Des accords internationaux avec une liste de critères exigeante sur les systèmes d’authentification et d’identité numérique proposés par les États pourraient permettre de conserver des réseaux sociaux internationaux tout en offrant cette garantie.
Ainsi, il n’existera plus aucune barrière technique à créer des espaces de discussion garantissant l’identité des personnes avec lesquelles on entre en interaction.
Ces réseaux sociaux labellisés "vrais humains" et audités selon des cahiers des charges stricts seraient bien plus éthiques et bien moins risqués pour nos adolescent·es.
Censure transparente : la seule censure acceptable est celle qui s’exerce en toute transparence. Les contenus censurés doivent rester disponibles pour toutes et tous dans un espace dédié afin que chaque personne censurée puisse être mise au courant et dénoncer celle-ci et que tout·e citoyen·ne puisse juger par elleux-même de la pertinence de celle-ci. La censure automatique ou reposant sur les utilisateurices pourrait également être transparente (savoir qui a dénoncé quel contenu) par défaut, avec la possibilité de demander l’anonymat. La possibilité d’obtenir des données statistiques doit cependant rester possible malgré cela.
Limitation du nombre de publications par personne/organisation : Un mécanisme efficient de limitation du nombre de publications diffusées doit être mis en œuvre pour permettre d’éviter le spam et/ou le harcèlement. A minima, une personne doit pouvoir décider d’en suivre une autre en accordant au système un nombre limité de publications.
Contenus de presse : pour éviter les articles "putaclics" et la désinformation, un résumé exhaustif doit être rendu obligatoire (technique de la pyramide inversée) pour tout contenu publié sur les réseaux sociaux, notamment pour les sites de presse payants.
Limitation des fonctionnalités à celles permettant une expression sans entrave : texte libre, images, vidéos et commentaires libres (ou réponses) devraient être favorisés plutôt que les réactions ou a minima, les réactions emojis doivent être libres (n’importe quel emoji peut être utilisé).
Amendes pour non respect multiplié par le nombre d’utilisateurices : la masse critique d’un réseau rend plus importants les dégâts provoqués par ce dernier. C’est pourquoi je pense que les amendes doivent être un facteur appliqué au nombre d’utilisateurices du réseau.

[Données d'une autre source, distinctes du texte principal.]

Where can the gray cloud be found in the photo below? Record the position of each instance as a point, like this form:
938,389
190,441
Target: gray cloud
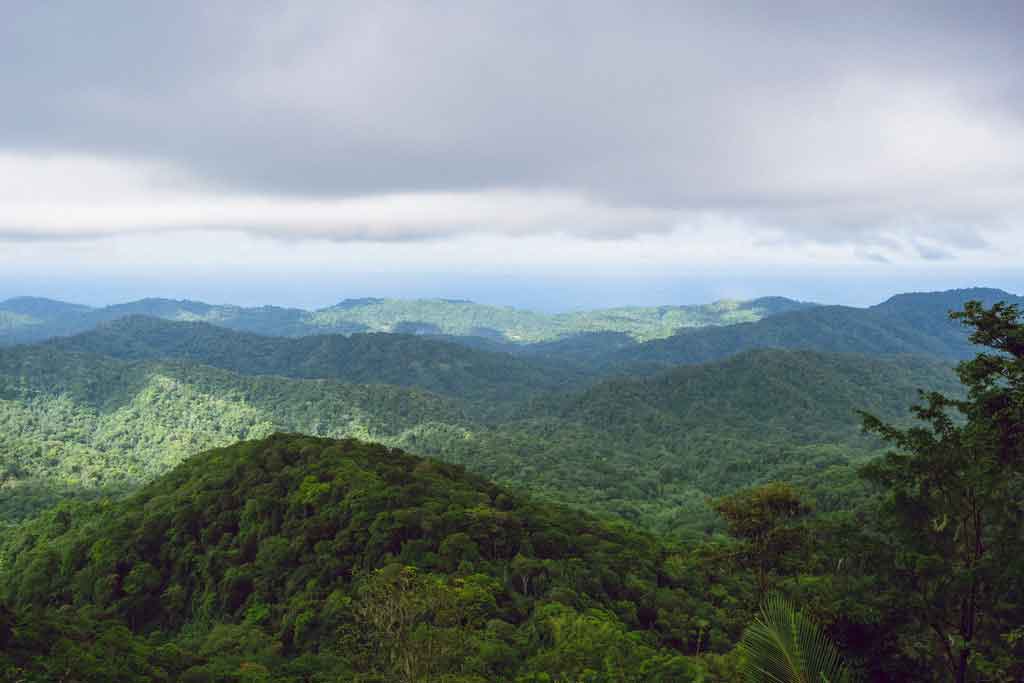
832,122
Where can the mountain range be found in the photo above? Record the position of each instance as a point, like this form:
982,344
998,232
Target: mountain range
29,319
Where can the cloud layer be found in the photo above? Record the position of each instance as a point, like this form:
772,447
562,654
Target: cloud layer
888,132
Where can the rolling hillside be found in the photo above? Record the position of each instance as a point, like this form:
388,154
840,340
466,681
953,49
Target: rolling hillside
483,380
905,324
77,423
28,319
311,559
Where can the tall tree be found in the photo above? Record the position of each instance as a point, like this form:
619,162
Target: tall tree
952,512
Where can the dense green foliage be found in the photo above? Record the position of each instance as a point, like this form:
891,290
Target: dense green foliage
445,316
75,421
906,324
783,645
337,560
484,380
953,511
650,451
298,558
28,319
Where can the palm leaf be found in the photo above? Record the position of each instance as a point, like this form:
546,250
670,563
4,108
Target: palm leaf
783,645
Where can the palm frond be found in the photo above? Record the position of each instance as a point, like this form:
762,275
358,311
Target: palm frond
783,645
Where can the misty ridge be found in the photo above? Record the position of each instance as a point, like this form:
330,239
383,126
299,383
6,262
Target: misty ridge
578,342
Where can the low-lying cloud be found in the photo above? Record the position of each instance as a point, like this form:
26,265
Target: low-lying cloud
895,132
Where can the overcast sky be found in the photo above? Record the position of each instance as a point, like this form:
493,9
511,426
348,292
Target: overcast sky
381,139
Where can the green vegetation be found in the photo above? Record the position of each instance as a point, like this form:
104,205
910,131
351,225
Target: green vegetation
296,559
445,316
907,324
302,558
483,380
27,319
79,422
783,645
650,451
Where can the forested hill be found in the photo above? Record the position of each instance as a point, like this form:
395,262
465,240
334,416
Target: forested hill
28,319
302,559
653,450
484,380
71,423
905,324
650,451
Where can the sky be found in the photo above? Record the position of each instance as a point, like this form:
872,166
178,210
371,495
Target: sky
553,155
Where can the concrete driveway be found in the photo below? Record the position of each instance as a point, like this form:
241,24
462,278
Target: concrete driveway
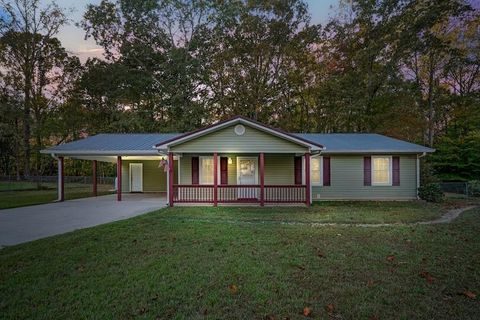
25,224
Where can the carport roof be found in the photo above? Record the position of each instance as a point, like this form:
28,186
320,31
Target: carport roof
143,144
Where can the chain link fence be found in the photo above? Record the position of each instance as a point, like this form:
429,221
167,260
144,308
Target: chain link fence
10,183
460,189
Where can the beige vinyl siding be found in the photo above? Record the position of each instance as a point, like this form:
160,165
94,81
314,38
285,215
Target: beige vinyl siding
226,141
346,176
278,168
154,178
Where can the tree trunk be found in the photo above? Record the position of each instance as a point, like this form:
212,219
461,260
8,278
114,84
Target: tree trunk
26,125
430,102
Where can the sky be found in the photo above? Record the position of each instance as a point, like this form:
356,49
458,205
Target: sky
73,40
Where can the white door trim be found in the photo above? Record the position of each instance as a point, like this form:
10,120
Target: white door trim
130,176
255,159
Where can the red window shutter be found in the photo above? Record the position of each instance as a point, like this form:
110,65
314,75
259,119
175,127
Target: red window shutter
326,171
367,171
223,170
298,170
396,171
195,174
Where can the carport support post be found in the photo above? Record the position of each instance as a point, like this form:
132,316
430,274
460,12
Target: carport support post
119,178
262,179
215,179
170,178
61,180
94,177
307,179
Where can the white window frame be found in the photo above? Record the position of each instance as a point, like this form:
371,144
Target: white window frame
257,169
390,170
200,170
320,183
316,184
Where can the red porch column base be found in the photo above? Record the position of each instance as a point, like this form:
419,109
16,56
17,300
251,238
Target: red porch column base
307,179
61,179
119,178
262,179
170,178
215,179
94,177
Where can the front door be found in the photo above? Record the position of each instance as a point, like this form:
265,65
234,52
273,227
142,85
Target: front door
136,177
247,174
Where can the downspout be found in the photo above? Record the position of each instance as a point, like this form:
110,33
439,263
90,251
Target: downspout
59,197
418,170
316,154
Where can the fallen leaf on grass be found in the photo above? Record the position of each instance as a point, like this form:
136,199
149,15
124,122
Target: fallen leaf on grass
233,288
307,312
427,276
330,308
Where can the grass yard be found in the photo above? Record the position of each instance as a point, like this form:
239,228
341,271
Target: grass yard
178,264
20,198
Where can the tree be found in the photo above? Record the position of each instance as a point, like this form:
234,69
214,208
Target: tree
29,58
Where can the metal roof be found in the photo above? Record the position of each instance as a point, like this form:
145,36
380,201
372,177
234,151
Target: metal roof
113,143
362,143
138,143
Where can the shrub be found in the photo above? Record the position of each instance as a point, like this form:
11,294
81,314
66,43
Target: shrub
431,192
474,188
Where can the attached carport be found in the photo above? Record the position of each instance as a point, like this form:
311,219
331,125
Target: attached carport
120,149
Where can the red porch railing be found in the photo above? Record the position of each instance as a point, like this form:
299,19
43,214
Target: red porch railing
285,194
193,193
239,193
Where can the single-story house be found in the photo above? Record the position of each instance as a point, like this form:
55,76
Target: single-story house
244,161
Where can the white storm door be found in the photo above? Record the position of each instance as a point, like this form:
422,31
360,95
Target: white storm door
247,174
136,177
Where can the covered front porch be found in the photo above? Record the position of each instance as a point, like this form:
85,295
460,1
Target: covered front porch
242,178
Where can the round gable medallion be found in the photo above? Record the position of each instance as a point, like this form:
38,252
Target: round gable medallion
239,130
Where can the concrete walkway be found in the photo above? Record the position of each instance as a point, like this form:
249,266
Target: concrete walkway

Création d’un label "réseau à but social" : Afin de ne pas diriger son public vers des réseaux nocifs pour les populations, un label doit être créé et une interdiction pour les institutions publiques d’utiliser des réseaux sociaux non conformes à ce label doit être prononcée. Les entreprises pourraient également intégrer cela dans leur politique RSE et, éventuellement, ceci pourrait être un critère d’attribution des marchés publics.
Vous avez sûrement remarqué que je suis présent sur les réseaux sociaux ce qui est contradictoire avec le portrait que je viens d’en faire. La raison est simple, je tente de les utiliser comme porte voix, mais tout en cherchant, le plus souvent possible, le contact réel et l’obtention de l’adresse email des personnes à qui je m’adresse. Vous remarquerez que sur ce site, je n’incite pas à me suivre sur les réseaux sociaux, mais bien à s’inscrire sur ma lettre d’information. À vrai dire, avant de m’engager, j’avais quitté Facebook et épinglé sur mon profil un pamphlet à son sujet.
En attendant d’avoir des réseaux sociaux dignes de ce nom, je pense que toutes les organisations, notamment EÉLV, devraient se garder de rediriger leurs adhérent·es vers ces plateformes et plutôt adopter une stratégie d’extirpation des personnes de ces réseaux : utiliser leur audience pour créer des liens via des canaux moins biaisés. Et en tête de proue, la rencontre physique que rien ne remplace :).
Publié le lundi 14 mars 2022 à 10:00:00.